Vianney Le Caer/Invision/AP
Landry didn’t go full method, of course, but “because I was so worried about the [Australian] accent, I kept the accent while I was there the whole time. I was allowed this freedom to find what Nitram was for myself, as well as Justin giving me massive amounts of material, whether it was music, films or TV… or activities for myself to do, whether it’s making popsicle-stick dream homes in my room by myself, and drawing myself how I see myself.”
Because Landry Jones is, as he says, always himself, it wasn’t difficult at the end of the day to shed the skin of a mass murderer. “Everything I do is practical. For me, it’s like brushing my teeth. Something that has a lot of weight to it needs to be like brushing the teeth. It’s an action, like, oh my god, he’s loading an automatic weapon. For me, that’s brushing my teeth. Afterward, I just got as fat as I could and watched a lot of television and made as much music as I could, and tried not to work until something bit me.”
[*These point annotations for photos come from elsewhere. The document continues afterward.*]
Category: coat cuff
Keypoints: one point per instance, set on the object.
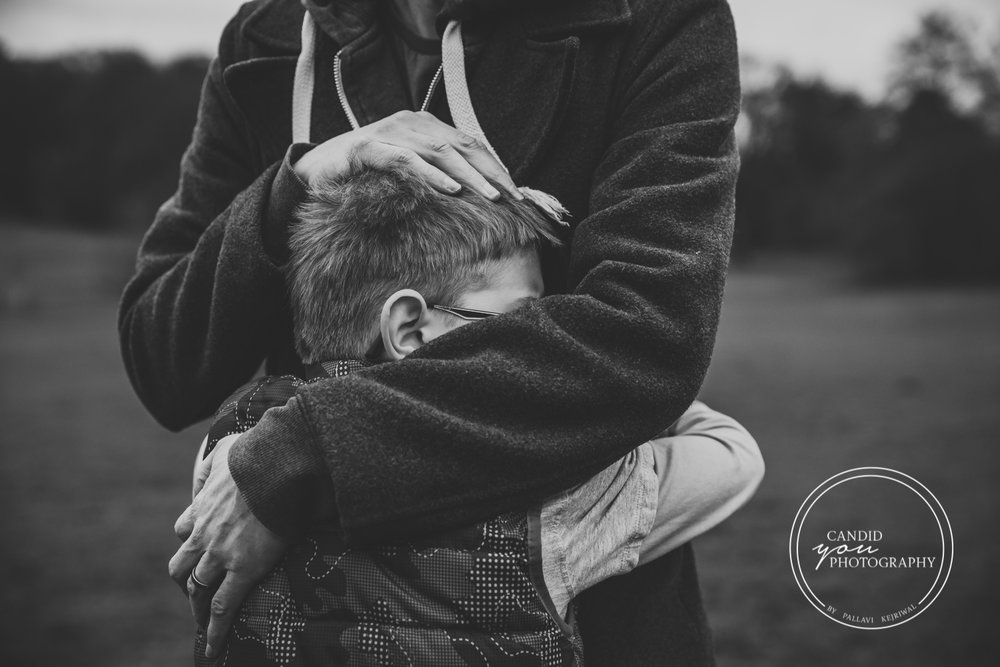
(280, 473)
(287, 192)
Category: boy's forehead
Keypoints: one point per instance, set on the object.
(507, 282)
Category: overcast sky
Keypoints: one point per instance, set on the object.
(848, 42)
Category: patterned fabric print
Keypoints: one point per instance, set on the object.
(247, 405)
(265, 630)
(462, 598)
(467, 601)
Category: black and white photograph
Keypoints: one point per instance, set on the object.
(501, 333)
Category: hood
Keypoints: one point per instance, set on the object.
(344, 19)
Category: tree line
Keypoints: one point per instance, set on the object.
(907, 187)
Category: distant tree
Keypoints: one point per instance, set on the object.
(94, 139)
(945, 57)
(805, 147)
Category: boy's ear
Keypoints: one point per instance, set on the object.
(403, 323)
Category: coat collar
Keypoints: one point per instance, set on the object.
(277, 24)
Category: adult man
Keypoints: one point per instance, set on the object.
(624, 111)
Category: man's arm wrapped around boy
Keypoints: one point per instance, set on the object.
(523, 405)
(210, 265)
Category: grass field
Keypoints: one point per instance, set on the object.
(827, 376)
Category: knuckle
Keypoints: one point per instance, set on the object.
(219, 608)
(440, 147)
(469, 142)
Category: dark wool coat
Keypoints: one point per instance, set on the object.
(624, 109)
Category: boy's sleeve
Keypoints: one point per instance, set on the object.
(504, 412)
(664, 493)
(596, 530)
(707, 467)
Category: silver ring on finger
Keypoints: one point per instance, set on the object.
(198, 582)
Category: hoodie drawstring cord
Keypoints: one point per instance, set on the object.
(452, 62)
(305, 78)
(463, 115)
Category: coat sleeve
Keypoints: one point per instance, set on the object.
(207, 299)
(503, 412)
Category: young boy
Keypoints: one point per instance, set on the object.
(382, 265)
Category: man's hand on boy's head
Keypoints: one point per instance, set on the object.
(418, 142)
(226, 550)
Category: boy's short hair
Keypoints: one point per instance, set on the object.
(357, 240)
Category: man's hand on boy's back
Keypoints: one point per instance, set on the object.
(417, 141)
(226, 550)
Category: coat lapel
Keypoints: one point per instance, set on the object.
(520, 91)
(262, 89)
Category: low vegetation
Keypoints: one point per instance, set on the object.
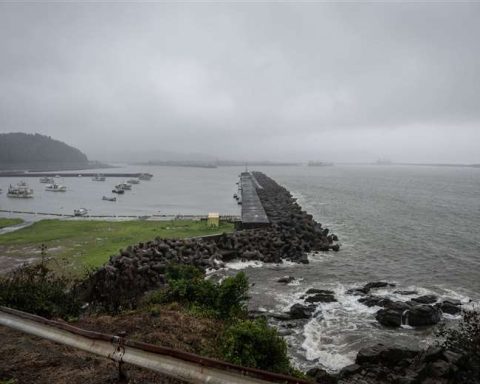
(252, 343)
(187, 285)
(4, 222)
(85, 244)
(246, 342)
(37, 289)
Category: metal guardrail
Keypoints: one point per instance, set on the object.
(178, 364)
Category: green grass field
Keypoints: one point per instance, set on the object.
(81, 244)
(8, 222)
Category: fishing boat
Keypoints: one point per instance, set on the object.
(46, 180)
(21, 190)
(80, 212)
(145, 176)
(124, 186)
(98, 177)
(56, 188)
Last summer at the Cannes Film Festival, Landry Jones was called onstage to accept the main competition’s Best Actor prize from a jury led by Spike Lee. Watching that clip, the actor is visibly stunned by the win, making his way to the stage in a dazed stupor (“I think I’m going to throw up, I’m sorry,” he said at the podium).
“I knew what we did was great, but I didn’t ever expect to win. I knew what we had was very strong, [it] was something we were all fucking proud of it, but I didn’t expect to hear my name,” Landry Jones said.
As is festival tradition, talent are summoned back to the closing night awards gala under the premise that they’ve won something, but they don’t know which prize it’s going to be. “You’re coming back for something but you don’t know what it is. And I thought it’ll be Justin Kurzel Best Picture, but no, they gave it to the actor,” Landry Jones said.
That win, certainly the biggest of Landry Jones’ life so far, was nine months ago, but it’s hardly in the rearview for the actor, who’s given the performance of his career. “It feels like yesterday. Let me enjoy it a little longer.”
“Nitram” is now playing in select theaters, on VOD, and streaming on AMC+.